You started it, calling people stupid that use the boom for its intended purpose. Have you ever seen utility guys work? Do you have much training, or any training on boom use? What is your problem, or do you just want to argue? Why not start a new thread- "using boom above primary stupid".


----------



## Treeman67 (Jul 3, 2006)

clearance said:


> You started it, calling people stupid that use the boom for its intended purpose. Have you ever seen utility guys work? Do you have much training, or any training on boom use? What is your problem, or do you just want to argue? Why not start a new thread- "using boom above primary stupid".


 yea i used to watch guy do line clearance, just one of few guy willing to take a risk take upper boom over line and boom failure does happen. i only use boom for pruning tree and removal only but no line clearance.. i have seen enough accident climber got injuried becuz of power line with my own eye.
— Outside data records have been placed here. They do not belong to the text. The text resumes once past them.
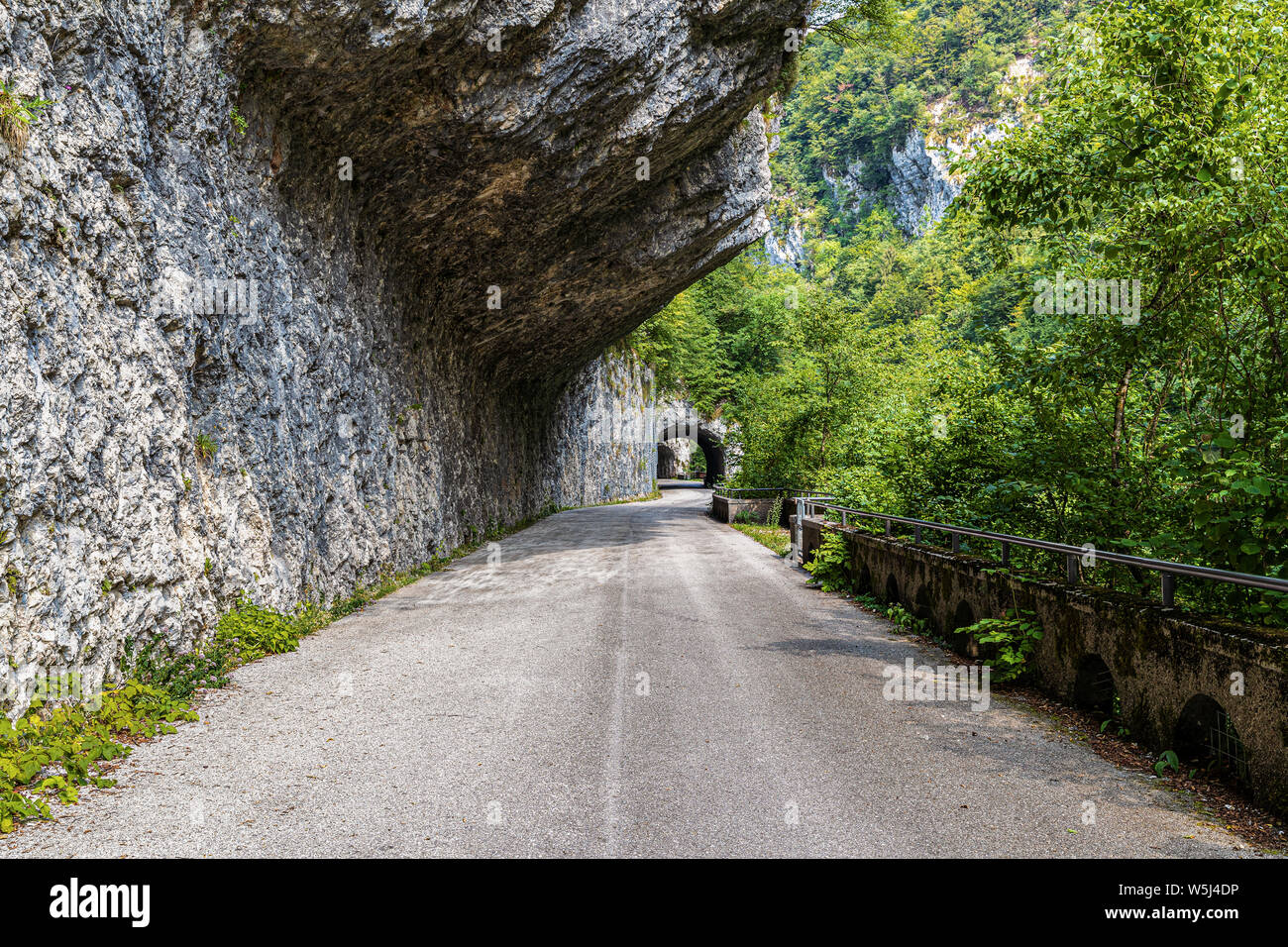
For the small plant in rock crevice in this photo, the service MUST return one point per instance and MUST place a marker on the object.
(206, 447)
(17, 115)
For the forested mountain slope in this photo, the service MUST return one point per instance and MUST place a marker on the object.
(1087, 346)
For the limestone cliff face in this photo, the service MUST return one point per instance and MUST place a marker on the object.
(297, 291)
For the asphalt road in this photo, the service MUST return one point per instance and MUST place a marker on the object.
(621, 681)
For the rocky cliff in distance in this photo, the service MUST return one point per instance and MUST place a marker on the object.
(294, 292)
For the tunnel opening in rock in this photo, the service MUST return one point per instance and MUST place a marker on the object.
(702, 451)
(1206, 740)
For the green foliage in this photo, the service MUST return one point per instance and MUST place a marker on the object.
(1016, 638)
(180, 674)
(206, 447)
(831, 564)
(17, 115)
(51, 751)
(772, 538)
(915, 376)
(776, 512)
(1168, 761)
(250, 631)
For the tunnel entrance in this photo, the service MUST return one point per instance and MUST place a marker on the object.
(706, 459)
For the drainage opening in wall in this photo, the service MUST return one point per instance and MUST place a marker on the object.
(922, 608)
(964, 617)
(1094, 688)
(1206, 738)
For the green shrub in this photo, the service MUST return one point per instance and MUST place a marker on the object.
(829, 565)
(179, 674)
(252, 631)
(1017, 635)
(51, 751)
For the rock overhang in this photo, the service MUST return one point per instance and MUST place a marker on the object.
(575, 163)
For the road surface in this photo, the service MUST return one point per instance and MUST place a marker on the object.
(619, 681)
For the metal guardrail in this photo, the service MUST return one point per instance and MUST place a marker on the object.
(1168, 571)
(760, 492)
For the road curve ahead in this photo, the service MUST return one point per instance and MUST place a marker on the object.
(619, 681)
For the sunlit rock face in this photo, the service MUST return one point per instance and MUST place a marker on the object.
(297, 292)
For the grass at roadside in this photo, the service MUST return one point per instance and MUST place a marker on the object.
(771, 536)
(54, 748)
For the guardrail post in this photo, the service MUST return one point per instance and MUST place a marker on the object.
(800, 528)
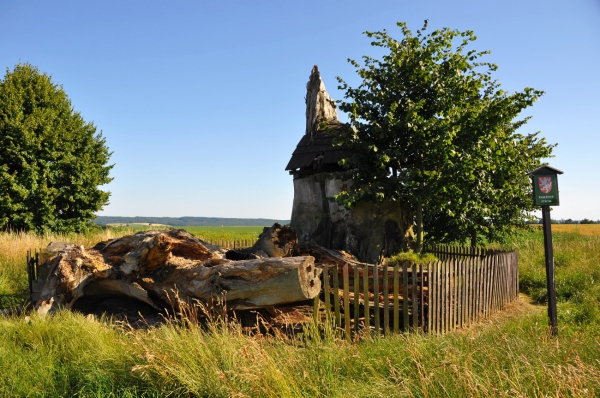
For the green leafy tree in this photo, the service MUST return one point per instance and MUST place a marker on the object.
(52, 162)
(432, 128)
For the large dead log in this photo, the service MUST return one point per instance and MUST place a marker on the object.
(160, 268)
(275, 241)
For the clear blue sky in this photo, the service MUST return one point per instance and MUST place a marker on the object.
(202, 103)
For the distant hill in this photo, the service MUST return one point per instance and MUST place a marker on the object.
(191, 221)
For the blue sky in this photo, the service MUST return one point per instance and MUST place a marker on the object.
(202, 103)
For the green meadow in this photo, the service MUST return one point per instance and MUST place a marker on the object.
(509, 355)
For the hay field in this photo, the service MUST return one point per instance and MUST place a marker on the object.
(581, 229)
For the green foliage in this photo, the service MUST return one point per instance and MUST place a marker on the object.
(51, 161)
(430, 126)
(413, 258)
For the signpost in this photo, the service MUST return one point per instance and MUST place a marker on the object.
(545, 194)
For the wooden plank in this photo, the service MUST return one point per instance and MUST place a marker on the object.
(432, 297)
(366, 299)
(470, 277)
(346, 277)
(486, 287)
(438, 300)
(459, 280)
(396, 298)
(422, 299)
(443, 298)
(327, 290)
(376, 299)
(478, 288)
(356, 298)
(386, 301)
(452, 280)
(336, 296)
(448, 299)
(405, 295)
(415, 302)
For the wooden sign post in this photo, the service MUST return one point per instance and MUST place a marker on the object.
(545, 194)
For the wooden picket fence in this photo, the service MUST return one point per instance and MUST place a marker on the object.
(435, 298)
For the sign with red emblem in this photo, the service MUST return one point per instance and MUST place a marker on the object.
(545, 190)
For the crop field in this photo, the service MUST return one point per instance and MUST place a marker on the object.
(579, 229)
(510, 355)
(210, 234)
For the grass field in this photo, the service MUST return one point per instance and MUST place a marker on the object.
(579, 229)
(510, 355)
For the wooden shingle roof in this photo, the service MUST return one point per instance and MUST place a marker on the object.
(316, 150)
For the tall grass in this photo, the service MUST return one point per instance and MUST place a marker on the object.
(576, 259)
(511, 355)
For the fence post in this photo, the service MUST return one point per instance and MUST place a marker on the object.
(366, 298)
(405, 295)
(356, 297)
(376, 319)
(336, 296)
(346, 301)
(386, 299)
(396, 298)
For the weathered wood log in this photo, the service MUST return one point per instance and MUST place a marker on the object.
(323, 255)
(160, 268)
(275, 241)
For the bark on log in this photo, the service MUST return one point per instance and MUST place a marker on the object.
(162, 267)
(276, 241)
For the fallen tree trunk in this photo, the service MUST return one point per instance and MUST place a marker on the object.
(275, 241)
(162, 268)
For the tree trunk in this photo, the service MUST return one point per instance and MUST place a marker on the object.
(160, 268)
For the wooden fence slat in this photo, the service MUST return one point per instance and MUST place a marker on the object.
(346, 301)
(366, 299)
(486, 287)
(422, 299)
(444, 299)
(452, 294)
(396, 298)
(356, 298)
(479, 288)
(376, 299)
(439, 299)
(432, 297)
(459, 291)
(336, 296)
(386, 301)
(470, 273)
(405, 295)
(327, 290)
(415, 305)
(448, 300)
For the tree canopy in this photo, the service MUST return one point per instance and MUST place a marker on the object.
(431, 127)
(52, 162)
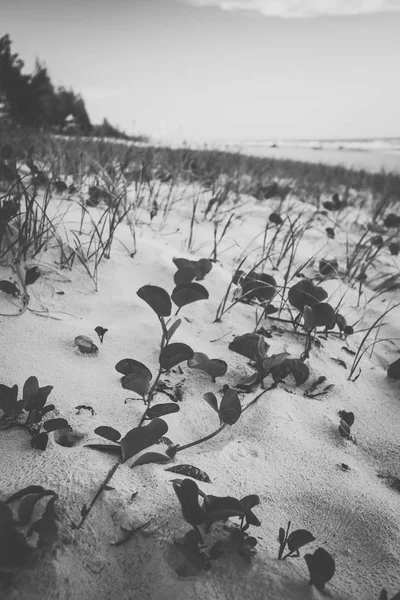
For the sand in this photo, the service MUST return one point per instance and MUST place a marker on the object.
(286, 448)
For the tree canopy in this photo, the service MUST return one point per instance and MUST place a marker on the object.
(32, 100)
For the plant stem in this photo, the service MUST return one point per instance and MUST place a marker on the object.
(98, 493)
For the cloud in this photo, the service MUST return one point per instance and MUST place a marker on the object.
(303, 8)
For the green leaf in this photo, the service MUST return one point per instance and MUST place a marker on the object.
(298, 369)
(190, 471)
(41, 397)
(321, 566)
(129, 365)
(85, 344)
(221, 509)
(249, 345)
(139, 438)
(138, 382)
(188, 496)
(188, 293)
(173, 354)
(9, 287)
(108, 433)
(230, 408)
(32, 275)
(8, 398)
(211, 399)
(173, 329)
(157, 298)
(30, 391)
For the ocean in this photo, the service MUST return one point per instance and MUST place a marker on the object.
(372, 154)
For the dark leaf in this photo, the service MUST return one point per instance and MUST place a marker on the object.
(188, 496)
(138, 382)
(299, 538)
(348, 417)
(173, 354)
(221, 509)
(173, 329)
(9, 287)
(230, 408)
(129, 365)
(139, 438)
(393, 369)
(248, 345)
(305, 293)
(298, 369)
(321, 566)
(30, 391)
(324, 315)
(108, 433)
(55, 424)
(8, 398)
(157, 298)
(188, 293)
(32, 275)
(190, 471)
(344, 429)
(184, 275)
(40, 441)
(281, 535)
(211, 399)
(108, 448)
(85, 344)
(41, 398)
(150, 457)
(101, 331)
(158, 410)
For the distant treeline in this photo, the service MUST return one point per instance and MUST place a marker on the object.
(31, 100)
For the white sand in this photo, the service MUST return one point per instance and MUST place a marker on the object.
(286, 448)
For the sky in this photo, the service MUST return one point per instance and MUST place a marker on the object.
(221, 70)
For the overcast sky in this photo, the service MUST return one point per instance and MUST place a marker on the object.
(221, 70)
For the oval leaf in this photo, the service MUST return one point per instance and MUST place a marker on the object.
(189, 293)
(136, 382)
(190, 471)
(173, 354)
(211, 399)
(108, 433)
(30, 391)
(139, 438)
(173, 329)
(159, 410)
(298, 369)
(9, 287)
(157, 298)
(321, 566)
(85, 344)
(129, 365)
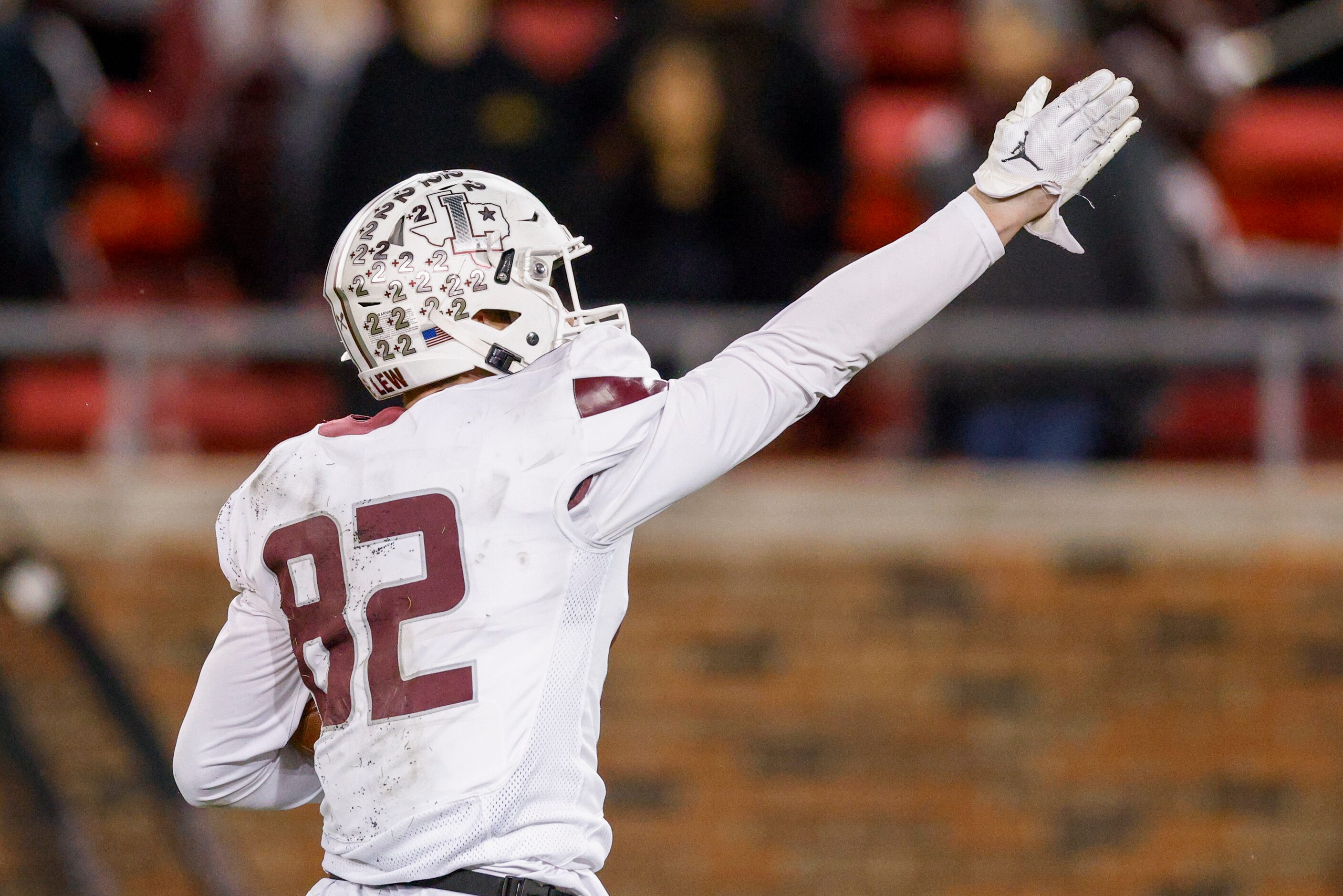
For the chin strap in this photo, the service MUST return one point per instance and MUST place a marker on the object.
(496, 356)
Again do you think if the tree is to close to primary line is consider as hazardous and jepordize public safety??? if that a yes , then why don't you guy removed all tree away from primary line instead just pruning every 3 to 5 yrs. therefore i am sure you know other options work around the primary line than go right over...
Treeman67


----------



## Komitet (Jul 3, 2006)

Personally I'd rather be above the primary than splitting through it andthe neutral, not every county will allow you to remove a tree just because it's close to the wires, this is where Knowledge training and experience comes in, if you ran a boom on my crew, and wouldn't go over primary, I'd tell you to get down and grab a rake. it's part of the job, like it or lump it.


----------



## Treeman67 (Jul 3, 2006)

Komitet said:


> Personally I'd rather be above the primary than splitting through it andthe neutral, not every county will allow you to remove a tree just because it's close to the wires, this is where Knowledge training and experience comes in, if you ran a boom on my crew, and wouldn't go over primary, I'd tell you to get down and grab a rake. it's part of the job, like it or lump it.


 Mr komitet,
give me a rake, that part of job at least i ain't stupid to go over primary line, you know, what is odd are when boom does fail,even though you make proper maintence on boom truck??.last year 3 Summer ago we got 3 boom failures.not just work power line , pruning trees only... the line busted on bucket no life threathening ever occur.
when i said give a rake, i told my boss noway i work this tree with primary line, why??? i'm noncertified line clearance,under OSHA law noncertifed do line clearance with 12 feet from primary line.. my county, any tree is hazardour nearby primary line can requested to takedown by property owner. i surley not wanted take training to do line clearance, i had alot repected those line and i had no business to be around it..
Treeman67


----------



## cord arrow (Jul 3, 2006)

Tree(perhaps)man67 said:


> hey Mr SmartA**
> No i ain't drunk, and ohh did i misspelled, jezz i am so sorry that offend you?? yea, you are probably one of sputidity if go over primary, i guess you haven't got Zap yet..ohh so you say you never neglect or misuse the boom Uhhh??? becareful what you said people are watching you... have alittle faith,??? you better check bible again, Clearance.....
> if you have tree nearby primary line, don't you agreed that tree consider as hazardous within too close and jeopardized public safety???
> treeman67



and THAT was EDITED???


----------



## trevmcrev (Jul 4, 2006)

cord arrow said:


> and THAT was EDITED???



Yeah i find his posts very difficult to read:bang: 

Sorry Treeman but can i ask, is english your first language?
If not that might explain your grammar. Its not so much your spelling but your sentences dont make much sense to me.
I'm not slinging sh_t at you, just curious to understand you better.

Trev


----------



## Ekka (Jul 4, 2006)

Does anyone know what caused the boom failure for this poor guy to die?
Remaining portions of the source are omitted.